Not enough can said about the value of a professional headshot, a picture of you from the shoulders up. In one sense your headshot is your brand logo. It separates you from others by immediately conveying the value you bring to customers, employers and those with whom you network. When many people look at sites such as LinkedIn they make a very rapid opinion on your seriousness as a business person. The lack of a head shot shouts "I'm just giving this a try" or “I have no idea how to use modern technology.”

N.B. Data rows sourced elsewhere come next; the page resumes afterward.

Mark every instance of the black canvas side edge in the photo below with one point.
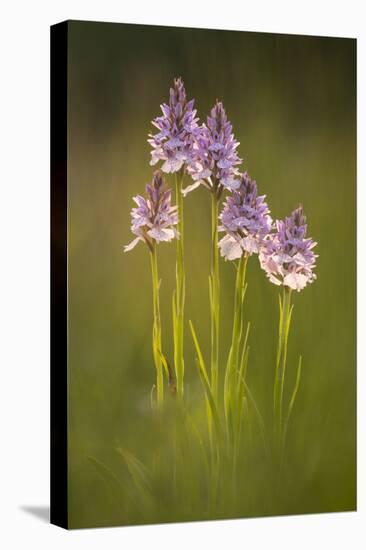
(59, 469)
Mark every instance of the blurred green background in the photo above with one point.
(292, 102)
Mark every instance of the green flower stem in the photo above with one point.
(214, 296)
(179, 296)
(284, 328)
(232, 366)
(156, 337)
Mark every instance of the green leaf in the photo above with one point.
(293, 397)
(138, 471)
(204, 379)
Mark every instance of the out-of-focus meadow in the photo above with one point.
(292, 102)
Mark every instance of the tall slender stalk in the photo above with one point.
(232, 366)
(214, 296)
(156, 336)
(284, 328)
(179, 295)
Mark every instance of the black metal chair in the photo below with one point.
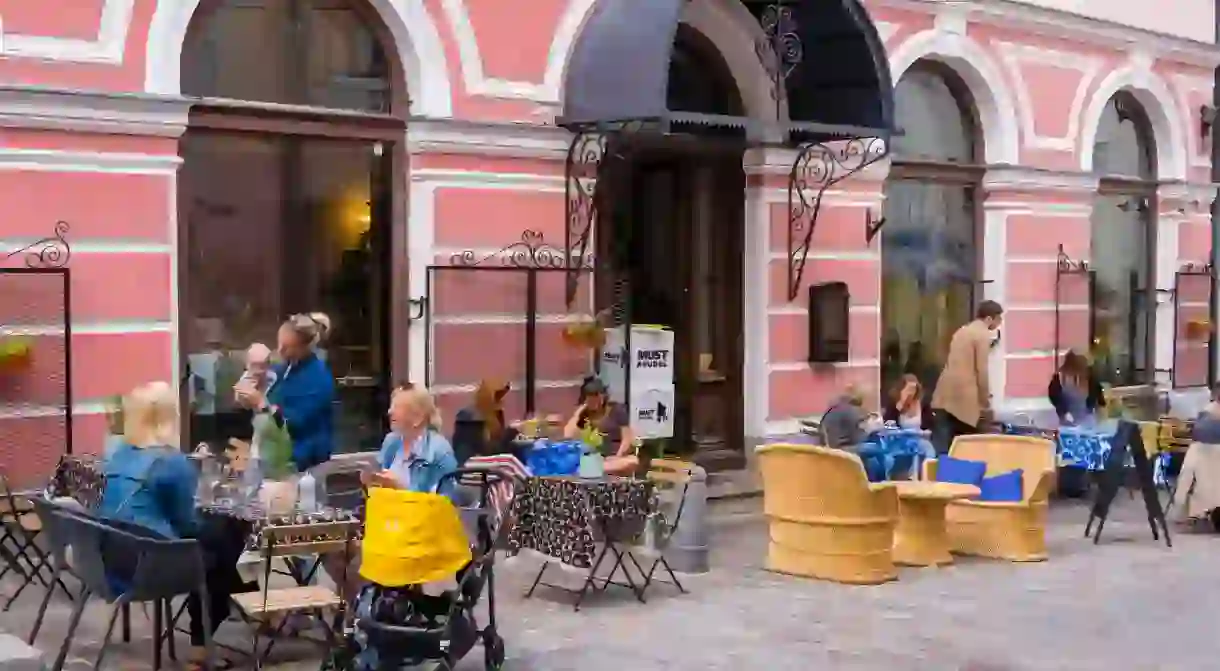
(21, 527)
(123, 567)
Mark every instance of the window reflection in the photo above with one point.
(929, 247)
(1123, 244)
(277, 225)
(929, 275)
(319, 53)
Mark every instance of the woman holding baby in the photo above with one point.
(298, 392)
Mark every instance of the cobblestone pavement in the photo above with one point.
(1129, 604)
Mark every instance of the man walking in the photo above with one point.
(961, 401)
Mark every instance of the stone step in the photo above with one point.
(17, 655)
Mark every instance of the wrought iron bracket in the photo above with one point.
(531, 251)
(1066, 265)
(53, 251)
(818, 167)
(872, 226)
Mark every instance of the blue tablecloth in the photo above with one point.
(1086, 447)
(889, 449)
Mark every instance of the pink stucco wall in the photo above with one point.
(488, 164)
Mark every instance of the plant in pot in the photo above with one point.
(592, 462)
(16, 354)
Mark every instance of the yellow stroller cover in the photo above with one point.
(411, 538)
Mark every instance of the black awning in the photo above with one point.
(620, 66)
(841, 88)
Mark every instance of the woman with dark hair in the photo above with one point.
(481, 428)
(1074, 391)
(611, 420)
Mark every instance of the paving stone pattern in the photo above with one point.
(1129, 604)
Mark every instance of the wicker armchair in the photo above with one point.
(826, 520)
(1014, 531)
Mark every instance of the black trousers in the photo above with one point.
(222, 539)
(946, 428)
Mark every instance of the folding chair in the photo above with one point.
(21, 528)
(260, 608)
(125, 567)
(675, 476)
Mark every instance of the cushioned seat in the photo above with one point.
(1015, 531)
(826, 520)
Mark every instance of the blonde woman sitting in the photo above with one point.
(150, 486)
(414, 456)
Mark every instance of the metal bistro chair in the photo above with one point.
(675, 476)
(17, 543)
(125, 567)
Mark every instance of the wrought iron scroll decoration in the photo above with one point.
(778, 49)
(531, 251)
(1065, 264)
(818, 167)
(53, 251)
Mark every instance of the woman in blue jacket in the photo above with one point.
(150, 486)
(303, 391)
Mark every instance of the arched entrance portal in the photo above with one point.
(1123, 247)
(287, 198)
(680, 208)
(930, 245)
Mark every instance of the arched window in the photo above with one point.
(929, 247)
(1123, 244)
(286, 199)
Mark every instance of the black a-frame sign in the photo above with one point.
(1127, 445)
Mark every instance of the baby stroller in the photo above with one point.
(399, 626)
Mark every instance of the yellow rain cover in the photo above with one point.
(411, 538)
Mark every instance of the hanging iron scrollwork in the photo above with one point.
(1065, 264)
(53, 251)
(531, 251)
(818, 167)
(778, 49)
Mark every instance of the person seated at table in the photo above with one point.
(481, 428)
(150, 484)
(303, 393)
(611, 420)
(414, 456)
(1074, 392)
(905, 410)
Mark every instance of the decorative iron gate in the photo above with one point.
(1193, 331)
(35, 358)
(503, 316)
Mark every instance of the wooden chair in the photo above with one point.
(826, 520)
(665, 473)
(271, 604)
(1015, 531)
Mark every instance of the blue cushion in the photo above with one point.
(1004, 487)
(960, 471)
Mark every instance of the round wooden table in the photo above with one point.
(920, 538)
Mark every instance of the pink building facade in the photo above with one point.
(117, 116)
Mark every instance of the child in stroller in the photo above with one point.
(399, 626)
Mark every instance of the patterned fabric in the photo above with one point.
(564, 517)
(260, 521)
(78, 477)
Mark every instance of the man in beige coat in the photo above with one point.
(961, 401)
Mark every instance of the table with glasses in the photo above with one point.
(564, 519)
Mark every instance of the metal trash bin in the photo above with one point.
(687, 550)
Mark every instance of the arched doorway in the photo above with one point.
(287, 197)
(1124, 244)
(678, 208)
(930, 248)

Here are three more reasons you want to add a professional headshot to your toolbox:
Intentions. As just said, having a headshot shows you are serious about business. People that use their company’s logo resending a subliminal message that the company is more important than they are as an individual. Those who say the company logo here the message, "I'm here to sell". Successful networkers are looking for synergistic relationships, they are not looking to buy your products. When you realize that, business referrals from networking will soar.
Opinion Editorials. One of the best ways to set yourself up as an expert in your field is to get in the habit of writing editorials. Online sites, such as Ezine Articles, LinkedIn posts, and Article Blast, can get you high level visibility fast. At the same time do not under estimate the power of print media. If you have submitted an article through an online service you may get a call from the print media asking either to reprint it were to have a modified version for them to print. However before they will print it they must have a headshot of high quality readily available. Simply put, they will NOT publish an op-ed or opinion piece without one.
First Meetings. When you meet someone for the first time send them your headshot. People feel much more comfortable about meeting a stranger, albeit a professional, when they know what they look like. This major headshot must be a recent photo. What an embarrassment it would be if you were sitting at a Panera Bread waiting to meet new business contact when somebody walks up to you and ask if your son or daughter are there.